Peaks and Pints Monday Cider Flight: Pommeau
In 1982, Pommeau went legit. Up to that point, the beverage, officially classified as a mistelle, was a well-guarded secret among French farmers who produced it and wasn’t legally available to the public market. The farmers would use a system called mutage, a process in alcohol production that slows fermentation, on their fruitiest and tastiest apple juice. Apple brandy, known as Calvados in the Normandy region, was added to the juice to prevent it from losing its flavor. It’s then aged for a minimum of 18 months before being bottled as a Pommeau. The ratio is approximately two-parts of juice to one-part of Calvados with an alcohol by volume between 16 and 18 percent. Right around the time E.T.: The Extra-Terrestrial wanted to phone home, 15 producers involved in the beverage’s creation created an official association and sales soared from approximately 12,000 bottles to 150,000 over two years.

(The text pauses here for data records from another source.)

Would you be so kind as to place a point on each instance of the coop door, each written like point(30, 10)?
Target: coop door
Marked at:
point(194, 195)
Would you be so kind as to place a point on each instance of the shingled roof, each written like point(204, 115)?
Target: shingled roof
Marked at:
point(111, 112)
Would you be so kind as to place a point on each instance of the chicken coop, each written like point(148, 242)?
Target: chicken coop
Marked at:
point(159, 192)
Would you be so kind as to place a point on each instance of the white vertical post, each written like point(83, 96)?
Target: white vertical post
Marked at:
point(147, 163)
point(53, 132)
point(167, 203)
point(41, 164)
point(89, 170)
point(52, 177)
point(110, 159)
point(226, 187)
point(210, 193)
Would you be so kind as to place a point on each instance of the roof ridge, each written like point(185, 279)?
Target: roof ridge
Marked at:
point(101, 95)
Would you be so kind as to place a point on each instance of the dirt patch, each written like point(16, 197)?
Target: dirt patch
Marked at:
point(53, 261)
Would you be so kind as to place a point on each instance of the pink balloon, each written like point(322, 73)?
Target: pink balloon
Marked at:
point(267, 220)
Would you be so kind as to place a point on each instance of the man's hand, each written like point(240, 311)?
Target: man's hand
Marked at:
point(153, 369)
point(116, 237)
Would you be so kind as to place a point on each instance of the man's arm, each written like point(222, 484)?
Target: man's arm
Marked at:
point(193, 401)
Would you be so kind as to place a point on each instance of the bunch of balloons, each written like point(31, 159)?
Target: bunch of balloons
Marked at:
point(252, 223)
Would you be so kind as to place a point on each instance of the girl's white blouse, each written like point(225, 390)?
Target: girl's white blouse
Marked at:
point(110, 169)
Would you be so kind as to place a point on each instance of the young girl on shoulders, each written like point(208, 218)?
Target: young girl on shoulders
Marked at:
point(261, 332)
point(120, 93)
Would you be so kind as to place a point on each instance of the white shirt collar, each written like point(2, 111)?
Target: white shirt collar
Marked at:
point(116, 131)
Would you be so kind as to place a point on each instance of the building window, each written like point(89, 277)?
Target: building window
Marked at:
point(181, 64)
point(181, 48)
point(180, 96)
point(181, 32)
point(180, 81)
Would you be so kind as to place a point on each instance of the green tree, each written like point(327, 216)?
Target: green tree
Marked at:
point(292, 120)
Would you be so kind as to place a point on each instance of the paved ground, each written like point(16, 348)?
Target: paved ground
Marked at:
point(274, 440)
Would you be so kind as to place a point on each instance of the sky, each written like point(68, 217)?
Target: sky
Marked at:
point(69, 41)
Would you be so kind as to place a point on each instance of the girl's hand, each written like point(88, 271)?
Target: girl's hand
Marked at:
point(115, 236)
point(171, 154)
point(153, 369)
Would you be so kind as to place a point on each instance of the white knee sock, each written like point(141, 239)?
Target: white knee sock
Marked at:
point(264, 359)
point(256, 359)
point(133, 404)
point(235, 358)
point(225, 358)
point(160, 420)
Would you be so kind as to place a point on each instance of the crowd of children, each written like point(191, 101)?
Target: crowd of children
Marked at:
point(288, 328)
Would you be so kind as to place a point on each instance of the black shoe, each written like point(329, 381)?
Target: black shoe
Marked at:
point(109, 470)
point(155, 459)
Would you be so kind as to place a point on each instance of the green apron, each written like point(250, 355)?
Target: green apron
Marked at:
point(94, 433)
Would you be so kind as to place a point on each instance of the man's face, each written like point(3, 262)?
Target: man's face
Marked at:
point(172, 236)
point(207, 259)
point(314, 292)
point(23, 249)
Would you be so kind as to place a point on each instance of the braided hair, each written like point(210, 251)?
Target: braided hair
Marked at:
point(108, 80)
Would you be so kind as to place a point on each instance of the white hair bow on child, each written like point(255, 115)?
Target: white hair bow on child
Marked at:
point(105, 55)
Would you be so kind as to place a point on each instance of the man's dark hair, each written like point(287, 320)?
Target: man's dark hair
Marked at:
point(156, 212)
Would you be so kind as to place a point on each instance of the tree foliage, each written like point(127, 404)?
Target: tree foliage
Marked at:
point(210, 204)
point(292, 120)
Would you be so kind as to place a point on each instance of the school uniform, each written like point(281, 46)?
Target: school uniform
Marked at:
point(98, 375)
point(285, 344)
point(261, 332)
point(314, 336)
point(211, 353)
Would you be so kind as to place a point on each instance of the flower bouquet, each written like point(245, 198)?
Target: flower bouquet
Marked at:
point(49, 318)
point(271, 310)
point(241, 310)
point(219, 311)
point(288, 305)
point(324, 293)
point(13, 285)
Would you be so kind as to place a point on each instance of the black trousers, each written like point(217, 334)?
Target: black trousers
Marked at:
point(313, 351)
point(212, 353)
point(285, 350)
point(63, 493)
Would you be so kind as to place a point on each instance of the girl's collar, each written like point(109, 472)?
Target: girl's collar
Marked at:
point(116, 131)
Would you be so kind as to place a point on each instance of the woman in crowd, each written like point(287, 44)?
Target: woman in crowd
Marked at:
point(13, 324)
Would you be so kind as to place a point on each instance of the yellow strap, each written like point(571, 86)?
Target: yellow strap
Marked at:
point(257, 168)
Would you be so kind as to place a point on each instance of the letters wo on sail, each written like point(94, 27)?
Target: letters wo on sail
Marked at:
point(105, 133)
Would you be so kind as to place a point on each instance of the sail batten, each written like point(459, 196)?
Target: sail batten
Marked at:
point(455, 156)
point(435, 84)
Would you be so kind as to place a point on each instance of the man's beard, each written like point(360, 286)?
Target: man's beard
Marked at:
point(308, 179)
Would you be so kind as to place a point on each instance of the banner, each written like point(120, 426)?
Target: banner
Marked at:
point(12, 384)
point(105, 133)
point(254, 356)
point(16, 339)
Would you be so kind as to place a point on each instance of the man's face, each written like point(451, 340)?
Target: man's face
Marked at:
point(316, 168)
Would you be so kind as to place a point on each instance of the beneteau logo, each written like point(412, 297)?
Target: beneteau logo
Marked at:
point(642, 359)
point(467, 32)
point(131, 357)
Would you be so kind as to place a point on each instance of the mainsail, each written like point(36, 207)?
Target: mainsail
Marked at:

Pommeau received an official Appellation d’Origine Contrôlée designation in 1986, regulating its production and process under French law. Today, Peaks & Pints presents Peaks and Pints Monday Cider Flight: Pommeau, a tasting of two Pommeaus.
2 Towns Pommeau
2 Towns Ciderhouse’s Pommeau is made from Willamette Valley grown bittersweet cider apples, which are hand-harvested and “sweated” at cool temperatures. After the apples have sweetened, the fresh-pressed juice is fermented and aged with apple eau de vie. The Pommeau is then matured in French oak barrels for one year. The result is a tremendously complex apple Pommeau that blossoms with aromas of fresh-pressed cider, dried fruit, and wood.
Alpenfire Rosy Pommeau
Alpenfire Cider’s Rosy Pommeau is a rich, fancy Aerlie red apple cider partially fermented before adding eau de vie, which is distilled from the Port Townsend cidery’s estate organic cider varietals and locally grown organic heirloom apples. Once blended Rosy Pommeau is aged in neutral oak for 15-plus months before bottling. Enjoy sweet floral aromas and notes of tropical fruit, berries, and honey.